View Issue Details

IDProjectCategoryView StatusLast Update
0001275channel: elrepo/el9kmod-mlx4public2022-11-15 05:52
Reportertorkil Assigned Topperry  
PrioritynormalSeverityminorReproducibilityalways
Status resolvedResolutionfixed 
Summary0001275: Kmod-mlx4 for RHEL 9 / Mellanox Technologies MT25408A0-FCC-QI ConnectX
DescriptionHi

I got the following from Red Hat:

"
Unfortunately the "Mellanox Technologies MT25408A0-FCC-QI ConnectX" card is no longer supported as of RHEL8:

# egrep Mellanox lspci
08:00.0 Network controller [0280]: Mellanox Technologies MT25408A0-FCC-QI ConnectX, Dual Port 40Gb/s InfiniBand / 10GigE Adapter IC with PCIe 2.0 x8 5.0GT/s In... (rev b0)
        Subsystem: Mellanox Technologies HP InfiniBand 4X QDR CX-2 PCI-e G2 Dual Port HCA [15b3:0021]

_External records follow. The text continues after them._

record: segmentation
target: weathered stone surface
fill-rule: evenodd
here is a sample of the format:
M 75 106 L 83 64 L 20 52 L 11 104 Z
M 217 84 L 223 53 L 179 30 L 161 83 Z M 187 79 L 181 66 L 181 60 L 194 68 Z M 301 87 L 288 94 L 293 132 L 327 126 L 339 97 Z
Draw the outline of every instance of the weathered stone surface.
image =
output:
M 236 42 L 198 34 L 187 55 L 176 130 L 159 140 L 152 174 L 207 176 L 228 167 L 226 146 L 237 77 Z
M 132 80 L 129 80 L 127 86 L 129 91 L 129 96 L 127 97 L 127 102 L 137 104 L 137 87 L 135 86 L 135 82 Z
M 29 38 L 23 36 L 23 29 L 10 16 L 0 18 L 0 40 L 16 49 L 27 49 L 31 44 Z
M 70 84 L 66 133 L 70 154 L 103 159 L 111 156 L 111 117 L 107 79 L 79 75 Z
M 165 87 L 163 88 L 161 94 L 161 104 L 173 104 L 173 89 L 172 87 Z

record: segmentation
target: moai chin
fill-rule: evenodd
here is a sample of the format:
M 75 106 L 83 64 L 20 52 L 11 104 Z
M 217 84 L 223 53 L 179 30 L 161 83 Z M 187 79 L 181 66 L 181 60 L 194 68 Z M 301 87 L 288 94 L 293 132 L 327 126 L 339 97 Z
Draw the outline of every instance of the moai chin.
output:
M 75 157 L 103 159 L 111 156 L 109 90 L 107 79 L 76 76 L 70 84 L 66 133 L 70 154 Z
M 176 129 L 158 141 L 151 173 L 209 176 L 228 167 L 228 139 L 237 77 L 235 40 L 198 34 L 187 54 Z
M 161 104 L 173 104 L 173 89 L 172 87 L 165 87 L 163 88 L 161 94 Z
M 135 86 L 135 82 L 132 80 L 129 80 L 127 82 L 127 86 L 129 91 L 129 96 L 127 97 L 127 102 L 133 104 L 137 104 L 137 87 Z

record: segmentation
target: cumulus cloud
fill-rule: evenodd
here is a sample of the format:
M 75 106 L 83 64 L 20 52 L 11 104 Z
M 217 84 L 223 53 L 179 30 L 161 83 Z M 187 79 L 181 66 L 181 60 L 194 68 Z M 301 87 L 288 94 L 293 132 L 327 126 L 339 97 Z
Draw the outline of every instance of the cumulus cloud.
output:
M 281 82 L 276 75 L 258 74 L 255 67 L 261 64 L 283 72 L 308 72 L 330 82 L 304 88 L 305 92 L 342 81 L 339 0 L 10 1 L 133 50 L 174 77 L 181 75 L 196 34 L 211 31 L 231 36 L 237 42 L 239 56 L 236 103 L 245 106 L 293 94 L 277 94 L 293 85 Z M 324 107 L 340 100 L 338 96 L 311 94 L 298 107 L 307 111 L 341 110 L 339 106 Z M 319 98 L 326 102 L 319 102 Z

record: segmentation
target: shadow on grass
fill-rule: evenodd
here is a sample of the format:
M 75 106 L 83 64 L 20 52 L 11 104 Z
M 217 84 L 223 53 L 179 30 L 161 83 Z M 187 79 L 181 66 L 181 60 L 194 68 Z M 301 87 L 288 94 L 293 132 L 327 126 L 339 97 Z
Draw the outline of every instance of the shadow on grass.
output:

# egrep :08: sos_commands/kernel/dmesg | head -n1
[ 0.351192] pci 0000:08:00.0: [15b3:673c] type 00 class 0x028000
It's supported on RHEL7:

[root@rhel7 ~]# modinfo mlx4_core | grep -i 15b3d | grep -i 673c
alias: pci:v000015B3d0000673Csv*sd*bc*sc*i*

[root@rhel7 ~]# uname -a
Linux rhel7 3.10.0-1160.76.1.el7.x86_64 #1 SMP Tue Jul 26 14:15:37 UTC 2022 x86_64 x86_64 x86_64 GNU/Linux
But starting from RHEL8 the adapter has been removed from the mlx4_core driver:

[root@rhel8 ~]# modinfo mlx4_core | grep -i 15b3 | grep -i 673c
[root@rhel8 ~]# uname -a
Linux rhel8 4.18.0-372.26.1.el8_6.x86_64 #1 SMP Sat Aug 27 02:44:20 EDT 2022 x86_64 x86_64 x86_64 GNU/Linux

[root@rhel9 ~]# modinfo mlx4_core | grep -i 15b3 | grep -i 673c
[root@rhel9 ~]# uname -a
Linux rhel9 5.14.0-70.26.1.el9_0.x86_64 #1 SMP PREEMPT Fri Sep 2 16:07:40 EDT 2022 x86_64 x86_64 x86_64 GNU/Linux
"

I've used kmod-mlx4 on RHEL 8 for the cards, can that be built for RHEL 9 also?

Thanks
TagsNo tags attached.

Activities

toracat

2022-10-05 14:43

administrator   ~0008687

Acknowledged.

In the meantime, you may want to (test-)install kernel-ml for el9 which has the mlx4 driver enabled.

torkil

2022-10-05 16:03

reporter   ~0008688

Thanks, works like a charm with kernel-ml

toracat

2022-10-05 18:09

administrator   ~0008689

That's great news. We will get to the kmod package as soon as we are able.

pperry

2022-10-06 08:47

administrator   ~0008692

Last edited: 2022-10-06 08:48

The following package has been built for rhel9 and uploaded to the main elrepo repository:

kmod-mlx4-4.0-1.el9_0.elrepo.x86_64.rpm

It should be available on our mirror sites to test shortly.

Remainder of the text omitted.